Peki İsrail'in Gazze'ye olası kara saldırısının sonuçları ne olacak?
Mehr Haber Ajansı, Gazze'deki son gelişmelerle ilgili İstanbul Yeni Yüzyıl Üniversitesi Rektörü Yaşar Hacısalihoğlu ile Skype üzerinden bir röportaj gerçekleştirdi. Aşağıdaki yazıda bu röportajı okuyabilirsiniz:
1- İsrail, askeri operasyonları durdurmanın yeni şartını, tutukluların serbest bırakılması ve Hamas'ın teslim olması olarak açıkladı. İsrail'in Hamas'ın reddedeceğini bilmesine rağmen neden bu şartı önerdiğini düşünüyorsunuz?

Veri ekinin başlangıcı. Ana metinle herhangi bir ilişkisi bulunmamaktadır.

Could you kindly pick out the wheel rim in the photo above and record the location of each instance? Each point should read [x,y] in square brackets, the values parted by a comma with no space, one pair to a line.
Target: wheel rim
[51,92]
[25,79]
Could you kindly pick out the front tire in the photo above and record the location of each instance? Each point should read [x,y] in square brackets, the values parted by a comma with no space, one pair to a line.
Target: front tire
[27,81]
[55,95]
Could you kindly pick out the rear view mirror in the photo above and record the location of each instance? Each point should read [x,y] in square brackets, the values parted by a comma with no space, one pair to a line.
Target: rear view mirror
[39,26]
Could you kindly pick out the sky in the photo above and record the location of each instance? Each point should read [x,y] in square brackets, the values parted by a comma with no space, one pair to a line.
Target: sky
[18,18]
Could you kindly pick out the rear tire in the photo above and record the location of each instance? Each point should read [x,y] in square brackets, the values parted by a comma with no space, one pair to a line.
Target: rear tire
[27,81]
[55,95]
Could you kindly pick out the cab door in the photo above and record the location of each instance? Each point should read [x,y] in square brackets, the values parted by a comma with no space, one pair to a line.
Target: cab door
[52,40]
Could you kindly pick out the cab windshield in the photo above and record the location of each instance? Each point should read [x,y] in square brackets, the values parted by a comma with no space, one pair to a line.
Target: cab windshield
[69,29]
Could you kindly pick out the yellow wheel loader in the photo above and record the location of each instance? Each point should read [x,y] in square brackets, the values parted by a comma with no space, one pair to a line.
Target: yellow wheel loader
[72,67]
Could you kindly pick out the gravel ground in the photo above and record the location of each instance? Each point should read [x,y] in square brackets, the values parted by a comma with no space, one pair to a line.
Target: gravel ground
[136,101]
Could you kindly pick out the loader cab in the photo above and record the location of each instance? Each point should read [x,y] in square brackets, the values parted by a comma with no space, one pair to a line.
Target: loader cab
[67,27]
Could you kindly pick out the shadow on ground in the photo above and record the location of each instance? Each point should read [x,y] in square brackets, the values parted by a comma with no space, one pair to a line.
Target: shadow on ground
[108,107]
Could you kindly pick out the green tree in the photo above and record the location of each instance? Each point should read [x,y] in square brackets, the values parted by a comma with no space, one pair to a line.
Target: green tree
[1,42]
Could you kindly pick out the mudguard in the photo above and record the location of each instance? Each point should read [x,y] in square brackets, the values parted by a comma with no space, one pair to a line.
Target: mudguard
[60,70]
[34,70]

İçeride özellikle de rehinelerin ailelerinin başını çektiği bir tepki var. Hatta dün Tel Aviv'de “Netanyahu'yu alın rehineleri bize verin” sloganları atıldı. Yeni geçen haberde de İsrail'in rehineleri kurtarma amaçlı kısıtlı bir operasyon haberidir. Bunun tabii başından beri konuşulan kapsamlı harekat denilen sürecin bir parçası olarak da görmemek gerekiyor. Çünkü bu konu ile ilgili İsrail'in titizliği var. Gazze'nin üstü tamam da altından kaygı büyük. Dolayısıyla evet İsrail’in asıl amacı Hamas'ı çökertmek, Gazze'yi insansızlaştırmak ve bu bölgeye el koymak. Bu cok açık.

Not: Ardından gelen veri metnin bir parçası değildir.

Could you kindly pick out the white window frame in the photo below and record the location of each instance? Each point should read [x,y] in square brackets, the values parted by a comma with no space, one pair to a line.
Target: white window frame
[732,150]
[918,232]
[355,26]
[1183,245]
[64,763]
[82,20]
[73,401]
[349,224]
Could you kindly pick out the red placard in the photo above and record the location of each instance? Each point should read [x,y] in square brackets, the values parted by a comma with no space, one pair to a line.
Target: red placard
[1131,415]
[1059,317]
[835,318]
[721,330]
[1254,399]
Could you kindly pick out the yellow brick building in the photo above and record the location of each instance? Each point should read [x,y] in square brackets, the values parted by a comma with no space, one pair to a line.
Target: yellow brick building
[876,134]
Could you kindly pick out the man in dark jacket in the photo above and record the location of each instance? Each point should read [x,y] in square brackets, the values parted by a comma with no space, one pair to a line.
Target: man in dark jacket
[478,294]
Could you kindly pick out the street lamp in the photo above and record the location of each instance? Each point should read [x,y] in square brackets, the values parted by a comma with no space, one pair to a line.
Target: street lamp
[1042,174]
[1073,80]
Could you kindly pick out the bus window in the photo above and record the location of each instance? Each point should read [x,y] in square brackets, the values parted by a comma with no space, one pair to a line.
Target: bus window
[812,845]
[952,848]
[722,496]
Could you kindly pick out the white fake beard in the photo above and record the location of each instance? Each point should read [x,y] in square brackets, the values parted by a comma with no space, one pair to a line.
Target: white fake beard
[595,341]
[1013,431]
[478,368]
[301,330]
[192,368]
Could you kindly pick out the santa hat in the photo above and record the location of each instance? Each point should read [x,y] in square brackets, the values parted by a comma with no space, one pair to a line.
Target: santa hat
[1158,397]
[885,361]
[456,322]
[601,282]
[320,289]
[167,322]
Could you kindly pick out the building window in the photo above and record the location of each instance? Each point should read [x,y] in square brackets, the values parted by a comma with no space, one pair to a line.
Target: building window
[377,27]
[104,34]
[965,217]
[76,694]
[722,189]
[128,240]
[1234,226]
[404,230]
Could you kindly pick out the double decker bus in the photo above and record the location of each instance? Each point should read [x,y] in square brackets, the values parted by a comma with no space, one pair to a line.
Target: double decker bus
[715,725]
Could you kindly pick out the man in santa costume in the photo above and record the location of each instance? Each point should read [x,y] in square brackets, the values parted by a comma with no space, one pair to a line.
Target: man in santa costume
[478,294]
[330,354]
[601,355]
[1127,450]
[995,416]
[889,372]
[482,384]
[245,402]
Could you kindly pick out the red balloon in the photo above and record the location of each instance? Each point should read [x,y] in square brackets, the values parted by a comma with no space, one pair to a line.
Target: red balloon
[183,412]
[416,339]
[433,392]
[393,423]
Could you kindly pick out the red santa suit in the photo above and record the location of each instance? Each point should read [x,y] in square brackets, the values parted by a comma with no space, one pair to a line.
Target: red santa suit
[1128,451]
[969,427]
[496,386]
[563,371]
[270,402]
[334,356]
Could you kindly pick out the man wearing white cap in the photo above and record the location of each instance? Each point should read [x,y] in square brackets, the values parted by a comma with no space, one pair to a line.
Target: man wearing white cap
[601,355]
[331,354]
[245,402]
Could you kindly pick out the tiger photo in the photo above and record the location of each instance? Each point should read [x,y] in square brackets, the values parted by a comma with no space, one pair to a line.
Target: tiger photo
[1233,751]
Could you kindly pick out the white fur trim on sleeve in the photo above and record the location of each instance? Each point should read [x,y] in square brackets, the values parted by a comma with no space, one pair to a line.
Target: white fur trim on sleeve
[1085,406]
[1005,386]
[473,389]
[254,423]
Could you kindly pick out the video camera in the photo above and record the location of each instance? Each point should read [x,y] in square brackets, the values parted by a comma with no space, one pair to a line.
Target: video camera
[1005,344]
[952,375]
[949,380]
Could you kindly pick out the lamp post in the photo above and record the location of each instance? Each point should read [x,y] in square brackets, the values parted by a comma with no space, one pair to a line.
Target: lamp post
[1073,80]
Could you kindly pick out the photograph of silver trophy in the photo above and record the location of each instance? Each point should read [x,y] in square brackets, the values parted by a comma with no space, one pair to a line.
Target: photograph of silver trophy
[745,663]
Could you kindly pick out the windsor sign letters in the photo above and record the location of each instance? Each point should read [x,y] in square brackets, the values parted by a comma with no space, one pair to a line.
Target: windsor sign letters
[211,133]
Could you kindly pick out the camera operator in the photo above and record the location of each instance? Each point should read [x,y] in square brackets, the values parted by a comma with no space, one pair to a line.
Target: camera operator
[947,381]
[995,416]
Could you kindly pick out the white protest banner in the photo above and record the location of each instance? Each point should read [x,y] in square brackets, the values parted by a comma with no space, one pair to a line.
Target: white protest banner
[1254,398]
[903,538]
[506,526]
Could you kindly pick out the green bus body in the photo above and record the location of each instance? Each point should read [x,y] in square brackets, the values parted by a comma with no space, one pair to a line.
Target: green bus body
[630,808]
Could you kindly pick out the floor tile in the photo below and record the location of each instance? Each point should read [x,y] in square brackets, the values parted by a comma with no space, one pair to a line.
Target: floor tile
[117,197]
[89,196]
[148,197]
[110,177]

Dolayısıyla bunu da çok kolay yapamayacığını biliyorlar. Sonuç itibari ile Gazze'nin her milimetrelik alan bir cepheye dönüşmüş durumda olacağı farkındalar. Hiç kuşkusuz İsrailliler bundan sonrası için daha büyük kayıplar vermemek üzere de bir plan içerisindeler. Bir kara harekatının aynı zamanda stratejik ve siyasi sonucları olacak. Bu hem cepheyi hem savaşı daha da büyütebilir. Meseleye Hizbullah'ın Suriye'nin hatta İran'ın dahil olması ve aynı zamanda bu noktada da Rusya ve Çin'in de arka planda olsada daha aktif pozisyon alabileceği hesabı yapılıyor. ABD’yi de bir parça durduran ve tedirgin eden bu meseledir zaten. Biden'ı da zaten bir gel git içerisinde olduğunu görüyorum. Biden önce Gazze işgalinin yapılmamasını söylemişti sonra işgal altındaki topraklara geldi. Orada tabii korkunç bir görüntüydü aslında. Yani hastane katliamından sonra Tel Aviv de Netanyahu ile öyle bir fotoğraf vermesi insanlık adına utanç vericiydi.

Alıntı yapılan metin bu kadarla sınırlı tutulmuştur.